The Colts and Peyton Manning were better – enough so to win. They showed a much improved defense, but the game toward the end became a typical Colts-Patriots affair – where the teams trade hectic drives until the clock runs out. In the first half we got touchdowns on such drives, and the Colts got field goals; that was to be somewhat reversed in the second half.
Manning was very much on target; although under a fair amount of pressure. Dallas Clark did what Marvin Harris did to the Pats in the regular season game. Stabbed us repeatedly with vaulting catches followed by speedy gallops.. I remember at the time of the regular season game [saw the game from a bar at the Riviera Hotel in Las Vegas where a playoff atmosphere hovered and I sat next to a cold calculating Colt follower] thinking maybe Patriot Coach Bellicheck was saving some tricks for their eventual playoff get together - not showing his hand. Wistful and wrong was I.

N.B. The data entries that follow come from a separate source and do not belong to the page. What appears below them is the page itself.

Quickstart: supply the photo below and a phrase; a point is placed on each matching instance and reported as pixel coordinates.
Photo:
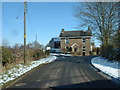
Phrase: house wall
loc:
(78, 41)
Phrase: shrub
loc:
(7, 56)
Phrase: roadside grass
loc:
(7, 84)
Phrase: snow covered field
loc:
(57, 54)
(21, 69)
(111, 68)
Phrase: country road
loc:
(65, 72)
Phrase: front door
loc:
(83, 53)
(75, 49)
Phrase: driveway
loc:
(65, 72)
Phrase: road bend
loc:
(65, 72)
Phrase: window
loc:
(66, 41)
(84, 48)
(84, 40)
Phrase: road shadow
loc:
(75, 59)
(91, 84)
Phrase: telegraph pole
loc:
(25, 32)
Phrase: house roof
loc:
(74, 33)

The Colts quarterback and his receivers are uniquely able to attack through the air. Short, long, in the middle. Most notably, Manning caught Clark a number of times on the run. It is astounding but not surprising when they pick up 40 yards on a single play.
The hometown crowd is a bit hurt by the breakdown after going to a 21-3 lead, and a 21-6 lead at halftime. On our halftime call I told Ma I was going to bed as the game was foregone, but I was just kidding. The Colts can generate points like New York short-order cooks shooting out breakfast specials. I think it is fair to say that the Pats victory the previous week against San Diego - which as at the time the “greatest football team in history” capable of outscoring the score happy Colts in spades - took something out of the Pats.

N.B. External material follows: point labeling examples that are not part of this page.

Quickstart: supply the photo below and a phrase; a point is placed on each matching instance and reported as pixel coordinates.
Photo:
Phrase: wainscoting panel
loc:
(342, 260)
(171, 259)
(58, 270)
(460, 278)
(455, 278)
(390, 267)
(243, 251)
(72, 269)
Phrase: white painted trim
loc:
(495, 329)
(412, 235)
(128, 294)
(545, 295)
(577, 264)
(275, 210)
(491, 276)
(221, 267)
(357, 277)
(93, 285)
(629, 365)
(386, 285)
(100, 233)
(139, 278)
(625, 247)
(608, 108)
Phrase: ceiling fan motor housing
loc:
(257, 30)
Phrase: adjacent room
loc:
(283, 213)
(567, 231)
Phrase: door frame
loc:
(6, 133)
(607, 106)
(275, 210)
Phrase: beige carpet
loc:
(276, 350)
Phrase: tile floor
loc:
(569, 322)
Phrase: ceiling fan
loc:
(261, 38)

But you take the cards you are dealt, right? You cannot say that was the reason the team couldn’t run effectively, why Caldwell dropped the ball twice, why the Colts often could run in 6 and 7 yard gulps, why a headbutt on QB penalty tacked 12 yards onto a 14 yard Reggie Wayne reception, why we had 12 men in the huddle when two or three first-downs might have sealed our three-point lead.

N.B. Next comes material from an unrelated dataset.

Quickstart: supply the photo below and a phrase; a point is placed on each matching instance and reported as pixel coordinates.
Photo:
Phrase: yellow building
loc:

Against San Diego, Tom Brady accomplished his usual magic to create the tying and winning scores within a five to eight minute period; with a little luck. He could not do it in one minute yesterday.
It makes me melancholy because the Pats still had a fair core of players that had been onboard through three Super Bowl victories, including Mike Vrabel, Teddy Bruschi, Larry Izzo, Troy Brown, Brady, and of course the head coach Bellicheck. Standouts from that run Adam Viniateri and Dan Klecko [a line man who scored a touchdown in the game] played for the Colts yesterday. That is the way it is. If the Pats had one a fourth Superbowl in six years [which would require them to bury the Bears that slaughtered the team in its 1986 SuperBowl visit] they would have moved into the realm of truly historically great teams. And I cannot blame the country in large part being glad for Manning an Dungee as they are now in a position to prove they are ultimately a successful team. Ultimately successful is not the same as truly historically great.
The Pats of 2006 worked hard and tried. For me Tom Brady is still Tom Terrific, my boy Tommy. The luck was not with the crew this day. In one moment when Reggie Wayne bobbled the ball, the sphere alone in the air, it seemed, maybe…the football gods would shine on us again. When we were great, just last week in fact, these things seemed to bounce to us.